I'm using Camelot Python Library to read all tables in a page of pdf document
I'm tring to read all tables at page 10 in this pdf
I tried to debug plotting the page and I noticed something if I change the flavor:
This is with flavor lattice
This is with flavor stream
The problem is if I use lattice flavor it will not read properly the tables an example here
If I use flavor='stream', It will read data properly but just of one table: The output is somenthing like this.
I tried to use table_area/table_regions for detect the two tables with flavor='stream', but it didn't work. I paste the code down here.
Code with lattice:
import camelot
file = "2022/Auto-trend0122.pdf"
tables = camelot.read_pdf(file,pages='10',flavor='lattice',edge_tool=1500)
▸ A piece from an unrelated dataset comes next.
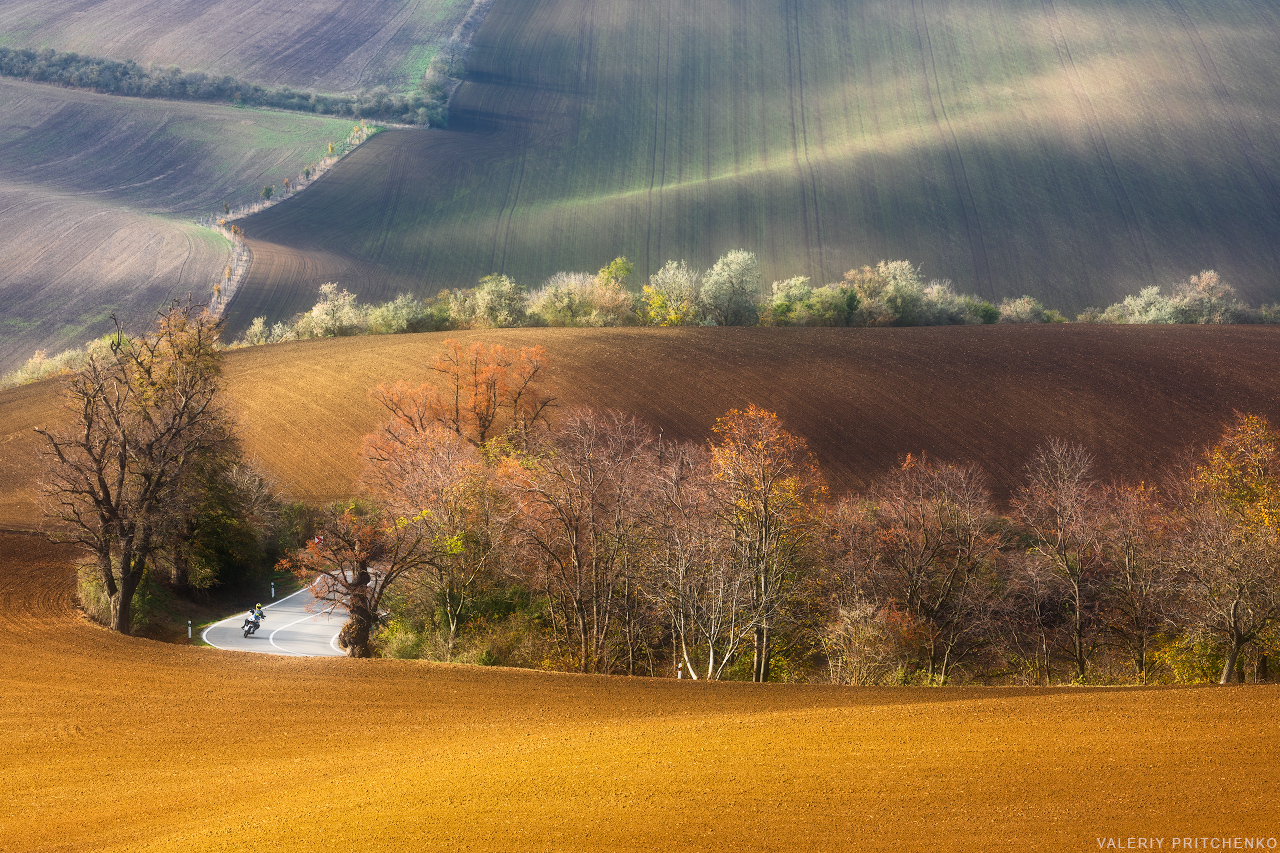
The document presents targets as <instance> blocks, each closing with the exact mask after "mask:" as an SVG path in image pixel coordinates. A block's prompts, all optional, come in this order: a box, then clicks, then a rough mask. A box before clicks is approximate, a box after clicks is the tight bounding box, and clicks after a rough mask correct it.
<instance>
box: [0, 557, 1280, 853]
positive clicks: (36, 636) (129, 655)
mask: <svg viewBox="0 0 1280 853" xmlns="http://www.w3.org/2000/svg"><path fill="white" fill-rule="evenodd" d="M0 555H3V556H0V602H3V605H4V613H5V616H4V619H3V621H0V654H3V660H4V663H3V665H0V721H3V725H4V730H5V733H6V735H8V736H6V738H5V740H4V744H3V745H0V768H3V772H4V776H5V779H6V780H8V781H6V786H8V789H9V797H8V798H6V799H8V803H6V808H5V809H4V812H3V813H0V849H5V850H28V852H37V850H227V849H246V848H247V849H271V850H307V852H315V853H324V852H328V850H334V852H337V850H343V852H352V850H465V849H470V850H854V849H877V850H924V849H931V850H1025V849H1039V850H1088V849H1097V840H1096V839H1097V838H1107V836H1120V838H1128V836H1157V838H1160V836H1162V838H1166V839H1169V838H1170V836H1175V835H1176V836H1211V835H1212V836H1224V835H1225V836H1257V835H1263V836H1268V835H1276V833H1277V830H1276V820H1277V807H1276V803H1280V772H1277V770H1280V767H1277V761H1276V740H1277V729H1276V722H1275V708H1276V703H1277V702H1280V686H1272V685H1267V686H1236V688H1224V689H1215V688H1180V689H1170V688H1149V689H1132V688H1129V689H1116V688H1111V689H1101V688H1094V689H1089V688H1057V689H1018V688H943V689H920V688H901V689H886V688H876V689H873V688H823V686H805V685H787V684H769V685H750V684H707V683H694V681H677V680H673V679H625V678H605V676H577V675H559V674H544V672H526V671H518V670H500V669H486V667H465V666H444V665H431V663H420V662H406V661H353V660H346V658H329V660H320V658H314V660H298V658H292V660H288V658H275V657H268V656H253V654H237V653H224V652H215V651H211V649H204V648H192V647H179V646H166V644H161V643H154V642H148V640H138V639H131V638H123V637H116V635H113V634H110V633H108V631H105V630H102V629H99V628H93V626H91V625H88V624H86V622H84V621H83V620H81V619H79V617H78V615H77V612H76V610H74V607H73V605H72V589H70V584H69V581H68V573H67V565H68V561H69V558H70V556H72V555H70V552H69V551H68V549H65V548H63V547H55V546H49V544H45V543H44V542H42V540H40V539H37V538H35V537H28V535H19V534H5V535H4V537H3V538H0ZM1169 843H1170V841H1169V840H1166V841H1165V844H1166V848H1167V845H1169Z"/></svg>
print("Total tables extracted:", tables.n)
print(tables[0].df) camelot.plot(tables[0],filename="try_plot.png", kind='contour')
print(tables[1].df)
Code with stream, without table_area/table_regions:
import camelot
file = "2022/Auto-trend0122.pdf"
tables = camelot.read_pdf(file,pages='10',flavor='stream', edge_tool=1500)
print("Total tables extracted:", tables.n)
print(tables[0].df)
camelot.plot(tables[0],filename="try_plot.png", kind='contour')
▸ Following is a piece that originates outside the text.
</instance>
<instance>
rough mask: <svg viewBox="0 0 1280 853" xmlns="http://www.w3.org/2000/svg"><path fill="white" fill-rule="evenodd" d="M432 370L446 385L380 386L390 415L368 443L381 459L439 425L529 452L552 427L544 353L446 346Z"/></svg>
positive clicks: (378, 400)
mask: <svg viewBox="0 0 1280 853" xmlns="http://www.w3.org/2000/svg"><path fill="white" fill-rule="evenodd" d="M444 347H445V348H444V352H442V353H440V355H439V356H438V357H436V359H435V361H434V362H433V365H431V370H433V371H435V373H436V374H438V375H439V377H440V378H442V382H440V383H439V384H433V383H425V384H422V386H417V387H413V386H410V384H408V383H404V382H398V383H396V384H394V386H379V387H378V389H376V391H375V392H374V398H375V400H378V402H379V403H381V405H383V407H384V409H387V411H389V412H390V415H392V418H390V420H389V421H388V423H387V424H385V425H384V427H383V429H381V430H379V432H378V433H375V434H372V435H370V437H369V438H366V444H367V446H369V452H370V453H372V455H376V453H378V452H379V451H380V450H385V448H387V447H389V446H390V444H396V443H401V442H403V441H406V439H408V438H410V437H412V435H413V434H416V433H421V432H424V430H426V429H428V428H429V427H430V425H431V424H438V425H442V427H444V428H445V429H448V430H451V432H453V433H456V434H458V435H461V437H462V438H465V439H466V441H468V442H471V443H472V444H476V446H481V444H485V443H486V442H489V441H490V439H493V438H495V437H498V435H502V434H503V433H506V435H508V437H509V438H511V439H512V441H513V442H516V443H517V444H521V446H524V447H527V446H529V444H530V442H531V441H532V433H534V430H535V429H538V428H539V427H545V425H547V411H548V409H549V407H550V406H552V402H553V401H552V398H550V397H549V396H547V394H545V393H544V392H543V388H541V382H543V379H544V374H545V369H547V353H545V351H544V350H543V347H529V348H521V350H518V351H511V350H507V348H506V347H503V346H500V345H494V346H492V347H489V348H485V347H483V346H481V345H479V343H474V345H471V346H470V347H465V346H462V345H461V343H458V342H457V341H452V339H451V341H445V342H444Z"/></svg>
Code with stream, with table_area:
import camelot
file = "2022/Auto-trend0122.pdf"
tables = camelot.read_pdf(file,pages='10',flavor='stream',edge_tool=1500,table_area=['10,450,550,50','10,750,550,450'])
print("Total tables extracted:", tables.n)
print(tables[0].df)
camelot.plot(tables[0],filename="try_plot.png", kind='contour')
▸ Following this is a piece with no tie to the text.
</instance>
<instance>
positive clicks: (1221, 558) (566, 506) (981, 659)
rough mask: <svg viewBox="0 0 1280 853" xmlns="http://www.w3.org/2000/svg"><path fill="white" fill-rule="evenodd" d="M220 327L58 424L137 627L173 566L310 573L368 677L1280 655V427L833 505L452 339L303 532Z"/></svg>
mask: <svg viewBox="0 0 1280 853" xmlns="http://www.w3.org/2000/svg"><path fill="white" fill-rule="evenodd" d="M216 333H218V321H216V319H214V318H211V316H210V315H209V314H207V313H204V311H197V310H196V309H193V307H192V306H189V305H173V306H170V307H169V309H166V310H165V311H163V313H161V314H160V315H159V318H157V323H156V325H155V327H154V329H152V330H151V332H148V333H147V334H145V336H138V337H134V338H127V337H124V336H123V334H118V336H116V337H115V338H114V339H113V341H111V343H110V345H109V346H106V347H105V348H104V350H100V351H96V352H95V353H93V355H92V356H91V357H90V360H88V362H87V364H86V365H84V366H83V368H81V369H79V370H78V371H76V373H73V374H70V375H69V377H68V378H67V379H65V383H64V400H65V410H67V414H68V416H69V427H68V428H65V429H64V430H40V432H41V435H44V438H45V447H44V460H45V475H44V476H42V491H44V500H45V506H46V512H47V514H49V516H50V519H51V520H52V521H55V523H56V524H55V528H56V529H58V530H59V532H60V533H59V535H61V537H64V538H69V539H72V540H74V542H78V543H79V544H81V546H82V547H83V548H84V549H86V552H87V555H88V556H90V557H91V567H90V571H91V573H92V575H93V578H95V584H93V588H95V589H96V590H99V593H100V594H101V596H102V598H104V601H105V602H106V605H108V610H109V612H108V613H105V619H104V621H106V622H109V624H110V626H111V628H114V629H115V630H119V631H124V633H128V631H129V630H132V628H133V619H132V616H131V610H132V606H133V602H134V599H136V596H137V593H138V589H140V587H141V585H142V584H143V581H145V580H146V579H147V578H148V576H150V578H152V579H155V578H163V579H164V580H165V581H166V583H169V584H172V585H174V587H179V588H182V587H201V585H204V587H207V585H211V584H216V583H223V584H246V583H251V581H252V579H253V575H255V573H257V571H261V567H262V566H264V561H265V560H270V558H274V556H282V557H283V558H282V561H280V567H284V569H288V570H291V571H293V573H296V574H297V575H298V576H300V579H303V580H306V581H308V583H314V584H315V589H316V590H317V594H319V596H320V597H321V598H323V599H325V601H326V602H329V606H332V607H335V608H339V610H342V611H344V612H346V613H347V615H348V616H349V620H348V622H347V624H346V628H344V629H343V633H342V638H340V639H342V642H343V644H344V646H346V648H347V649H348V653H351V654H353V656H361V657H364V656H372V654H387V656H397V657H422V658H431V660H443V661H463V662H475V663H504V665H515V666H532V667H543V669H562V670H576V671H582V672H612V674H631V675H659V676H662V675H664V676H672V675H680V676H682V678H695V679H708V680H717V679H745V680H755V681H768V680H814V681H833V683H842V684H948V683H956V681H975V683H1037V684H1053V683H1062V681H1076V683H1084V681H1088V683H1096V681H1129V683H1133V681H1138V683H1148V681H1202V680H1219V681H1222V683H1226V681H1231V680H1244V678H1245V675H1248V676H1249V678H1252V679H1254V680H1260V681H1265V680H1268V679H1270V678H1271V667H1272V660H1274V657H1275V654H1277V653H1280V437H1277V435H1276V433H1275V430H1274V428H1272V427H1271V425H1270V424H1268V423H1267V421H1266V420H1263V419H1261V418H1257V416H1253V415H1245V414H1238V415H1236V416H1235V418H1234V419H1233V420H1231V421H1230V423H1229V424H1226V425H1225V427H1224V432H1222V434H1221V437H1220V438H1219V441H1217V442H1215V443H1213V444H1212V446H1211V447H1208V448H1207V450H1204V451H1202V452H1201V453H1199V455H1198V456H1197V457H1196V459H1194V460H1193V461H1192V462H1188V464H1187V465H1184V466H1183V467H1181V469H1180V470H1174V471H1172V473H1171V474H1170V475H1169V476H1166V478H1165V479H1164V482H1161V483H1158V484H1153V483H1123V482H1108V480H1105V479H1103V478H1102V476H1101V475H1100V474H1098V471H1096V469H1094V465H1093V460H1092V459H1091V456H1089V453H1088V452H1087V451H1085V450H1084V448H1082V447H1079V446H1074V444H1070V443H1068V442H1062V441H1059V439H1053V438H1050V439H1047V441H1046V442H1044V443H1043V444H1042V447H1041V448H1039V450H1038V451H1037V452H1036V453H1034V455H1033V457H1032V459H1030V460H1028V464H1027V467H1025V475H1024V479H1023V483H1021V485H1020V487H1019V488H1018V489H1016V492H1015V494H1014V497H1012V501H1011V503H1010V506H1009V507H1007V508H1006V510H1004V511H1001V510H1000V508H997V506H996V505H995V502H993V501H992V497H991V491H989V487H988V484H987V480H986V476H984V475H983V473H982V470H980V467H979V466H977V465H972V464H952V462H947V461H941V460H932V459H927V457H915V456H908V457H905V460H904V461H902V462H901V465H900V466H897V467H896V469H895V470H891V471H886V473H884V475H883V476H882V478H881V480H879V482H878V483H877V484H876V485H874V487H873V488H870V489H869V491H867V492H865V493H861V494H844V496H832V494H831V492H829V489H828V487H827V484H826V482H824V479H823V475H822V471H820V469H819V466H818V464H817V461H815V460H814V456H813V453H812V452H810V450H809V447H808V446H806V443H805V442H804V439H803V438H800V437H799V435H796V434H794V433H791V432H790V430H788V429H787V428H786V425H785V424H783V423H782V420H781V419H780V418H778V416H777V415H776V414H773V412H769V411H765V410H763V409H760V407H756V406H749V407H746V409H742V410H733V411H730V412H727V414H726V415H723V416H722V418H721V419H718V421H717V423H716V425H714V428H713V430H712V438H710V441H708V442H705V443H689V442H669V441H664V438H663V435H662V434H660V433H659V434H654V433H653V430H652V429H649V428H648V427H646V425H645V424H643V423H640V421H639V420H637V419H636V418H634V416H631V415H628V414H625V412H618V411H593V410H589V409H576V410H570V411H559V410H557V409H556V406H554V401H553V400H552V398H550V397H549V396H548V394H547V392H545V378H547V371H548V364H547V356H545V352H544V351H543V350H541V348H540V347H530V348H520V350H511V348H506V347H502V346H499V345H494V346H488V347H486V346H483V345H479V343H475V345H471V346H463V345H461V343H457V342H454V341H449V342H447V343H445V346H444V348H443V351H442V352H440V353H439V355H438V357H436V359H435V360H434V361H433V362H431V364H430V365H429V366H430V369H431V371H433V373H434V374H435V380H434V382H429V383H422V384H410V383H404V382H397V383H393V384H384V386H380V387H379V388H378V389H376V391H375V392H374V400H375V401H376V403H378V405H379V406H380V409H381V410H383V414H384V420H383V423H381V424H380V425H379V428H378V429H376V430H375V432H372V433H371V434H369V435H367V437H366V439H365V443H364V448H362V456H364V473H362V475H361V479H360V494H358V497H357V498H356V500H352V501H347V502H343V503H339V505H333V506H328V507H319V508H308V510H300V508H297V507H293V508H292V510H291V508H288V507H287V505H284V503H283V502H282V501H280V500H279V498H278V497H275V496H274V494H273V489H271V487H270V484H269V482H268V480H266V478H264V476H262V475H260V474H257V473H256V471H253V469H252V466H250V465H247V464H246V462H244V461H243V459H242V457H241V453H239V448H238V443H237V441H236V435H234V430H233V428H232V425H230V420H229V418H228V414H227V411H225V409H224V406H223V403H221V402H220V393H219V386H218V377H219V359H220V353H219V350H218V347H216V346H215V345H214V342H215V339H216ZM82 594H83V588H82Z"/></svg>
Code with stream, with table_regions:
import camelot
file = "2022/Auto-trend0122.pdf"
tables = camelot.read_pdf(file,pages='10',flavor='stream',edge_tool=1500,table_regions=['10,450,550,50','10,750,550,450'])
print("Total tables extracted:", tables.n)
print(tables[0].df)
camelot.plot(tables[0],filename="try_plot.png", kind='contour')
The output for table_regions/table_area/without is the same.
CodePudding user response:
The problem is that you are using table_area instead of the correct parameter table_areas
(read the docs).
The following command works perfectly:
tables = camelot.read_pdf(file,pages='10', flavor='stream', edge_tool=1500, table_areas=['10,450,550,50','10,750,550,450'])
Difference between table_areas and table_regions
table_areas
should be used when you know the exact position of the table. Conversely, table_regions
makes the detection engine look for tables only in those generic page regions.